Depuis juillet 2024, la formation initiale DPE impose 56 heures de cours avec 7 heures minimum de pratique et un tutorat obligatoire pendant la première année pour la performance énergétique. Le diagnostiqueur immobilier doit obtenir une certification par domaine d’expertise (diagnostic amiante plomb, DPE, gaz, électricité) auprès d’un organisme d’accréditation COFRAC. Elle est valable 7 ans avec un contrôle qualité diagnostic tous les 12-18 mois selon la réglementation immobilière.
Quelles sont les sanctions pour un diagnostiqueur immobilier fraudeur ?
Les sanctions se sont durcies contre la fraude DPE complaisance. Ainsi, l’interdiction d’exercer est de 18 mois en cas de fraude (contre 6 mois précédemment) et 24 mois en cas de récidive. Une liste noire commune à tous les organismes certificateurs est mise en place. De plus, l’État prévoit d’utiliser l’intelligence artificielle pour détecter automatiquement les comportements anormaux dans la certification DPE et l’expertise immobilière.
Quand aura lieu la réforme du diagnostiqueur immobilier ?
La réforme de la réglementation immobilière s’organise en deux phases : réorganisation étatique de 2025 à 2027 avec création d’une charte déontologique et renforcement des contrôles de performance énergétique. Puis la création d’un ordre professionnel de 2028 à 2030. Cette transformation progressive vise à éviter les bouleversements brutaux tout en garantissant une montée en qualité de l’audit énergétique et du bilan énergétique.
Comment l’Europe va-t-elle changer le métier de diagnostiqueur immobilier ?

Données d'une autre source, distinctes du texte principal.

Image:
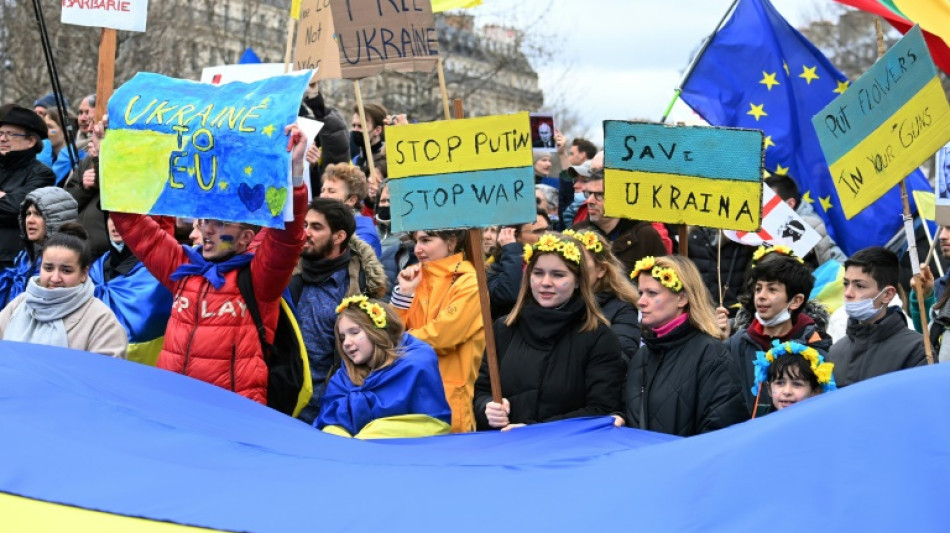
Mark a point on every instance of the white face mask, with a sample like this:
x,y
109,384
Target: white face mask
x,y
784,316
863,310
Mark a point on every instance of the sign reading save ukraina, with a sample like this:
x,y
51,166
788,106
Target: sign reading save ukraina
x,y
466,173
888,122
683,174
182,148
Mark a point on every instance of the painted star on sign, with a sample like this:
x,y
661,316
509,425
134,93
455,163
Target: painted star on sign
x,y
757,111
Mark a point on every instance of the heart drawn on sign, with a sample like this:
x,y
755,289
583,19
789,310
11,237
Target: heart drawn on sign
x,y
252,197
276,199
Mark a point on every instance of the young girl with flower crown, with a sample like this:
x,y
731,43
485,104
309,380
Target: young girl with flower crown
x,y
557,356
389,385
683,381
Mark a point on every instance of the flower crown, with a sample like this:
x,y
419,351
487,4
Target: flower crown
x,y
551,243
815,360
778,248
666,276
589,239
375,311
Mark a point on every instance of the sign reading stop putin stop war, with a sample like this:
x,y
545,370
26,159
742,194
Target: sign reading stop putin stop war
x,y
683,174
886,123
466,173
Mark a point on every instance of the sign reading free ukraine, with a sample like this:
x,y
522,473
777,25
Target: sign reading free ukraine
x,y
885,124
683,174
181,148
465,173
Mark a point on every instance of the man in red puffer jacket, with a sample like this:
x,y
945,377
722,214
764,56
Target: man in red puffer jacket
x,y
211,335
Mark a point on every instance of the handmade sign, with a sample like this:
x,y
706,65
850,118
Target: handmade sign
x,y
316,47
465,173
129,15
780,225
182,148
683,174
888,122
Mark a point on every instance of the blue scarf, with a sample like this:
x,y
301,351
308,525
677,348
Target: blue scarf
x,y
199,266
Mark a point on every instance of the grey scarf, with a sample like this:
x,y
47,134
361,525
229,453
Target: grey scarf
x,y
39,318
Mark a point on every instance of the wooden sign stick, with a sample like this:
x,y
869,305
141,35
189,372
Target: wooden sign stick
x,y
908,229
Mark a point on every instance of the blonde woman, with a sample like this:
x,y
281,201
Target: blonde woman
x,y
683,381
389,384
557,356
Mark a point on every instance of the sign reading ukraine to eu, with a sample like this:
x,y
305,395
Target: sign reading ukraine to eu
x,y
182,148
888,122
466,173
683,174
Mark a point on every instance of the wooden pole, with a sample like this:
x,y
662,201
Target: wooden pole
x,y
105,82
909,229
366,143
475,254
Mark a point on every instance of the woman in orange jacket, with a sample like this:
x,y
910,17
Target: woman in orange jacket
x,y
438,300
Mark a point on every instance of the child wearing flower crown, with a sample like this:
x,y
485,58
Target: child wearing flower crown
x,y
389,385
778,287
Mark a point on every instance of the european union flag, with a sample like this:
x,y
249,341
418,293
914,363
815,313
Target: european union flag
x,y
759,72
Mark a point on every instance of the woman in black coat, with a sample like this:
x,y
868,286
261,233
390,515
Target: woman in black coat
x,y
558,357
683,381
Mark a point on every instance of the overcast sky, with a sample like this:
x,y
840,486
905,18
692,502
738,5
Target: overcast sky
x,y
620,59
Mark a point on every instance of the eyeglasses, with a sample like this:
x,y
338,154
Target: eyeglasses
x,y
598,196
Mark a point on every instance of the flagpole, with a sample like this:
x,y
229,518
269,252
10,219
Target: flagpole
x,y
695,61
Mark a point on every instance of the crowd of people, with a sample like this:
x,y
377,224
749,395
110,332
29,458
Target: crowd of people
x,y
592,315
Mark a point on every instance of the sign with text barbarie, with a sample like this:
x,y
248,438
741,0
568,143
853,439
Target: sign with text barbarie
x,y
693,175
129,15
182,148
376,35
888,122
466,173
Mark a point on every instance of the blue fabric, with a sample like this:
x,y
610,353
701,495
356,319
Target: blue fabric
x,y
13,279
102,433
366,231
212,271
726,81
316,315
140,303
411,385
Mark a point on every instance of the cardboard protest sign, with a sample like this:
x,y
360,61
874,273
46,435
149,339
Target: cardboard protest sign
x,y
129,15
316,47
780,225
182,148
683,174
888,122
465,173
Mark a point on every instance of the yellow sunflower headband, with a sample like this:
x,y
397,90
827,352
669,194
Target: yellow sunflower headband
x,y
665,275
778,249
589,239
375,311
552,243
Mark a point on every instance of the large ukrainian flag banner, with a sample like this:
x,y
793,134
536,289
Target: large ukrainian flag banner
x,y
182,148
887,123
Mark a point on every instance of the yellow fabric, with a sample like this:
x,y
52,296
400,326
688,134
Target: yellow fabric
x,y
24,514
396,427
448,317
145,352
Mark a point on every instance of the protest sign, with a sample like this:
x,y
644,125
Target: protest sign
x,y
884,125
780,225
465,173
316,48
374,36
182,148
129,15
683,174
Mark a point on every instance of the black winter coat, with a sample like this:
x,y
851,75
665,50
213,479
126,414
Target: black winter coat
x,y
550,370
20,174
690,383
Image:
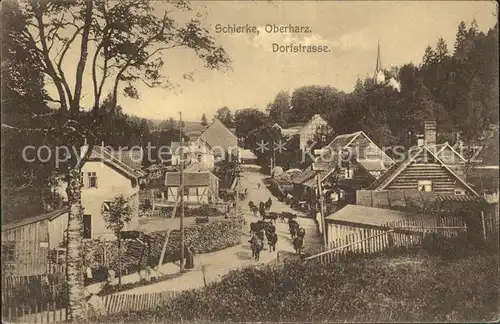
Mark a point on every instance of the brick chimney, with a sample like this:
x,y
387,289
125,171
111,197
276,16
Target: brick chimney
x,y
430,132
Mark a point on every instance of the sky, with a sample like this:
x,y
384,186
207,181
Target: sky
x,y
351,31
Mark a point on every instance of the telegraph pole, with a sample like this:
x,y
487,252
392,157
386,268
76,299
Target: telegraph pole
x,y
181,189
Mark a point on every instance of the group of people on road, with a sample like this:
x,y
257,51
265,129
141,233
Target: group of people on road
x,y
265,229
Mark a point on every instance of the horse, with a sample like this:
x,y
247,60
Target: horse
x,y
293,227
272,239
298,242
256,244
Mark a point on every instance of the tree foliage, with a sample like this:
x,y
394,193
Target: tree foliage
x,y
225,116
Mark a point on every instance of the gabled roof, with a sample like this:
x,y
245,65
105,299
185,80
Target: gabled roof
x,y
396,169
305,175
218,134
99,153
30,220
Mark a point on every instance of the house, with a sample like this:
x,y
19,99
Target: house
x,y
201,186
349,163
292,130
26,243
425,171
105,177
220,139
246,156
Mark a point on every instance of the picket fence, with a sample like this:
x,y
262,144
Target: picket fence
x,y
406,233
50,313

La directive européenne 2024/1275 impose une harmonisation des certificats de performance énergétique d’ici mai 2026 dans la transition énergétique. Le diagnostiqueur immobilier devra intégrer de nouveaux indicateurs (qualité de l’air, potentiel de réchauffement planétaire). De plus, il devra s’adapter aux nouvelles classes de performance A0 et A+ pour les bâtiments à émissions nulles. Ce qui nécessite une formation continue obligatoire renforcée et une expertise immobilière approfondie pour lutter efficacement contre les passoires thermiques.